The Earth's Circumference
Eratosthenes (276BC to 195 B.C.) was the chief librarian at the Great Library of Alexandria and a keen experimentalist. Among his many great achievements ,he also got the credit of the earliest known calculation of the circumference of the Earth. Pythagoras is generally regarded as the earliest proponent to propose the fact of a spherical Earth, although didn't put anything about its size. Eratosthenes’s famous and yet simple method had relied on measuring the different lengths of shadows cast by poles stuck vertically into the ground, at midday on the summer solstice, at different latitudes.
The sun is enough far away that, wherever its rays arrive at Earth, they are considerably parallel, as had previously been shown by Aristarchus. So the difference in the shadows demonstrated how much the Earth’s surface curved. Eratosthenes used this to estimate the Earth’s circumference to a great approximity of 25,000 miles (40,000 km). This is within a couple of percent of the actual value, as established by modern Geodesy (the science of the Earth’s shape).

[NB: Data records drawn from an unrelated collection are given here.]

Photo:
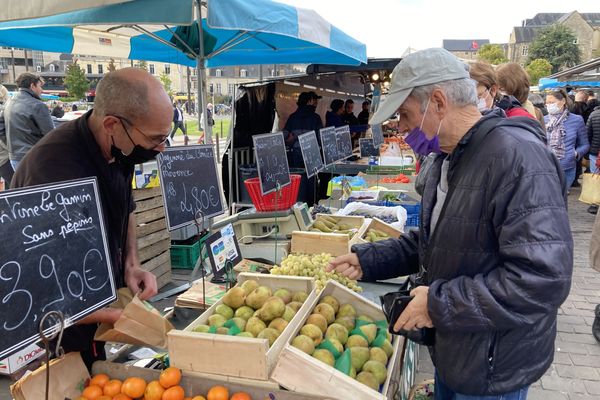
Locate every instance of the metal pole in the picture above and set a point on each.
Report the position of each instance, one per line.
(201, 72)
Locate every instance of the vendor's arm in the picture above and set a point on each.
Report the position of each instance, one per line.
(137, 280)
(535, 253)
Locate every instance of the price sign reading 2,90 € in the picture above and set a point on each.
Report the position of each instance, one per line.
(53, 257)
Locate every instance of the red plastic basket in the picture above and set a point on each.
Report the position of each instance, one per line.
(273, 201)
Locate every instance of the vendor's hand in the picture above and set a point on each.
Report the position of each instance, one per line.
(415, 315)
(104, 315)
(348, 265)
(141, 282)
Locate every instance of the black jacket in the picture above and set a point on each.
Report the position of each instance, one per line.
(499, 262)
(593, 126)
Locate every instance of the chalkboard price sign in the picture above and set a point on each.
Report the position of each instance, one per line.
(367, 149)
(329, 145)
(344, 142)
(271, 160)
(190, 184)
(53, 257)
(377, 134)
(311, 153)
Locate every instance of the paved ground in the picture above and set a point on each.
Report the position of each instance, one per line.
(575, 373)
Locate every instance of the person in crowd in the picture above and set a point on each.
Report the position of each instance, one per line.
(26, 117)
(178, 122)
(513, 80)
(58, 110)
(6, 171)
(494, 247)
(333, 117)
(304, 119)
(363, 116)
(129, 125)
(566, 133)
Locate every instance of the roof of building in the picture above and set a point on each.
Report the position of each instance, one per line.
(464, 45)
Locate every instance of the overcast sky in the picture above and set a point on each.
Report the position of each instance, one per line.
(389, 27)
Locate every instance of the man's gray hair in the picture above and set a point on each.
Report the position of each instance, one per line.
(461, 92)
(117, 95)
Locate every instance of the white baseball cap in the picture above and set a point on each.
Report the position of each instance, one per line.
(421, 68)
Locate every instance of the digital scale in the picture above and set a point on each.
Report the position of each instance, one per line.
(266, 234)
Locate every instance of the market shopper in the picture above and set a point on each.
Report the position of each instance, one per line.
(494, 240)
(26, 117)
(128, 125)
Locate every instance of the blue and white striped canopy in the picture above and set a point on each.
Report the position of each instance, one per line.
(246, 32)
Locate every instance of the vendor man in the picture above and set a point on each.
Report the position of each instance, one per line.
(129, 124)
(494, 245)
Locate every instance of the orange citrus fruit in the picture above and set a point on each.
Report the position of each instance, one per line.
(92, 392)
(170, 377)
(99, 380)
(112, 387)
(218, 393)
(133, 387)
(153, 391)
(174, 393)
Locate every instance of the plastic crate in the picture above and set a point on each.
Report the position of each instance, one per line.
(273, 201)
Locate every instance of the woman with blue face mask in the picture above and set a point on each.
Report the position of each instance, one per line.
(566, 133)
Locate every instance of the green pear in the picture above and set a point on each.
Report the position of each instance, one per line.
(304, 343)
(244, 312)
(234, 297)
(338, 332)
(332, 301)
(359, 356)
(224, 310)
(377, 369)
(346, 310)
(367, 378)
(325, 356)
(319, 320)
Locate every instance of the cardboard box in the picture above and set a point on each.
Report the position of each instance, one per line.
(297, 371)
(233, 355)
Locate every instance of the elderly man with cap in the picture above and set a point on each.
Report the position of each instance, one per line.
(493, 251)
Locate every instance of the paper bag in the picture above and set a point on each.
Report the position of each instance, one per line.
(67, 379)
(139, 324)
(590, 189)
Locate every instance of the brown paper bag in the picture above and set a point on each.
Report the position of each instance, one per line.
(67, 379)
(140, 324)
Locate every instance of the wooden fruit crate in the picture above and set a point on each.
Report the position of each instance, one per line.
(153, 238)
(295, 368)
(233, 355)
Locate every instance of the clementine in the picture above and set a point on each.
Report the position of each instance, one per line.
(218, 393)
(170, 377)
(174, 393)
(133, 387)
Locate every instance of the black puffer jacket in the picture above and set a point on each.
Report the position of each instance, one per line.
(499, 265)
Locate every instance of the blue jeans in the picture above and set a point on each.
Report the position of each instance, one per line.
(443, 392)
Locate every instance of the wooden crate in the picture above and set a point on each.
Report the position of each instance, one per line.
(153, 238)
(299, 372)
(233, 355)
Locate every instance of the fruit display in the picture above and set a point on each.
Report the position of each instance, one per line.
(313, 265)
(353, 344)
(167, 387)
(255, 311)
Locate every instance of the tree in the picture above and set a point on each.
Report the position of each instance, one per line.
(492, 53)
(537, 69)
(75, 81)
(557, 45)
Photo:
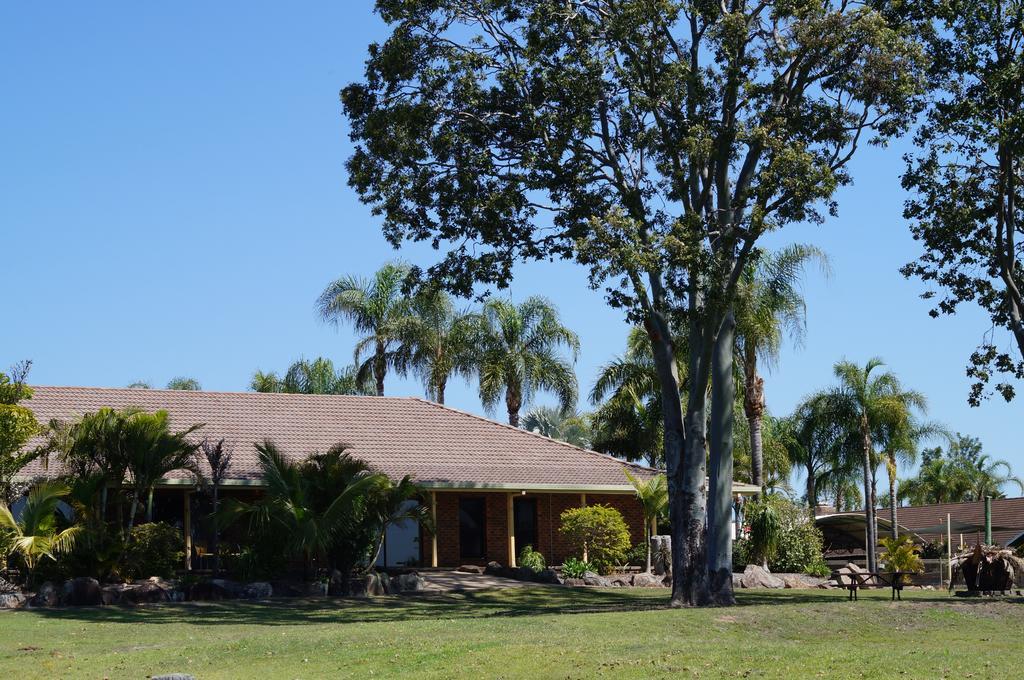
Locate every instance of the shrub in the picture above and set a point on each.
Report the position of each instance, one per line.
(576, 567)
(600, 533)
(156, 549)
(797, 546)
(531, 559)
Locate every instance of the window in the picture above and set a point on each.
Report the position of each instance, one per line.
(471, 527)
(524, 512)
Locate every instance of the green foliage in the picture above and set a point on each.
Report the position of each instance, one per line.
(41, 533)
(315, 377)
(797, 543)
(901, 555)
(519, 355)
(531, 559)
(573, 567)
(599, 532)
(156, 549)
(17, 426)
(188, 384)
(569, 427)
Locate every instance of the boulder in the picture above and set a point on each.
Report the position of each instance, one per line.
(144, 592)
(257, 590)
(408, 583)
(644, 580)
(757, 577)
(83, 591)
(46, 596)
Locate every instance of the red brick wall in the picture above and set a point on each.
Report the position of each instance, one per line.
(549, 540)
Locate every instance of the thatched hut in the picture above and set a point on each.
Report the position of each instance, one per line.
(987, 569)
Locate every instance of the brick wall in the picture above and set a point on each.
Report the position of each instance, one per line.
(549, 540)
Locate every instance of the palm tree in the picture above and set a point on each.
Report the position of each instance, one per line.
(878, 401)
(769, 303)
(518, 355)
(315, 377)
(217, 457)
(987, 477)
(315, 504)
(437, 342)
(153, 452)
(628, 396)
(375, 308)
(553, 423)
(37, 534)
(653, 497)
(188, 384)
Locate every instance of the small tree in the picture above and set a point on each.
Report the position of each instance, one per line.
(599, 533)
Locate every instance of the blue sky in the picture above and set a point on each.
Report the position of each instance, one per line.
(174, 198)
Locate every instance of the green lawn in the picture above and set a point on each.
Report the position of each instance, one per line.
(545, 632)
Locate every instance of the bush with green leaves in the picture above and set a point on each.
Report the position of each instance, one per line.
(599, 533)
(784, 534)
(156, 549)
(573, 567)
(531, 559)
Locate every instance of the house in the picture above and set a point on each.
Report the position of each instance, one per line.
(492, 487)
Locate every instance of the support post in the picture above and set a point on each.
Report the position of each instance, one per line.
(510, 512)
(433, 535)
(186, 527)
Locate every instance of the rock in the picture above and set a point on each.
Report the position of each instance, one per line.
(83, 591)
(647, 581)
(547, 576)
(756, 577)
(46, 596)
(144, 592)
(660, 554)
(112, 594)
(408, 583)
(258, 590)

Later on , another scientist called Posidonius (135 B.C. to 51 B.C.) used a slightly different method and arrived at almost exactly the same answer. Posidonius lived on the island of Rhodes for much of his life. There he observed the bright star Canopus would lie very close to the horizon. However, when in Alexandria, in Egypt, he noted Canopus would ascend to some 7.5 degrees above the horizon.
Given that 7.5 degrees is 1/48th of a circle, he multiplied the distance from Rhodes to Alexandria by 48, and arrived at a value also of approximately 25,000 miles (40,000 km).Which also supports Aristarchus experiment and observations.
The first Astronomical Calculator
The world’s oldest surviving mechanical calculator is the Antikythera Mechanism. The amazing device was discovered in an ancient shipwreck of the Greek island of Antikythera in 1900.
The device had now been fragmented by the passage of time, but when intact it would have appeared to be a box housing dozens of finely machined bronze gear wheels in it. When manually rotated by a handle, the gears spun dials on the exterior showing the phases of the moon, the timing of lunar eclipses, and the positions of the five planets (Mercury, Venus, Mars, Jupiter, and Saturn) known at that time at different times of the year. This even gave an account for their retrograde motion – an illusionary change in the movement of planets through the sky.
There is no clear proof an finding about who built it, but it dates to some time between the third and first centuries B.C., and could possibly be one of the work of Archimedes. The gearing technology with the sophistication of the Antikythera mechanism was not seen again for a thousand years.
Like these a vast majority of these works were lost to history and time and our scientific awakening is delayed by millennia. As a tool for introducing scientific measurement, the techniques of Eratosthenes are comparably easy to perform and require no special equipment, allowing to those who are just beginning their interest in science to understand by doing, experimenting and observing ultimately, following in the footsteps of some of the early great scientists.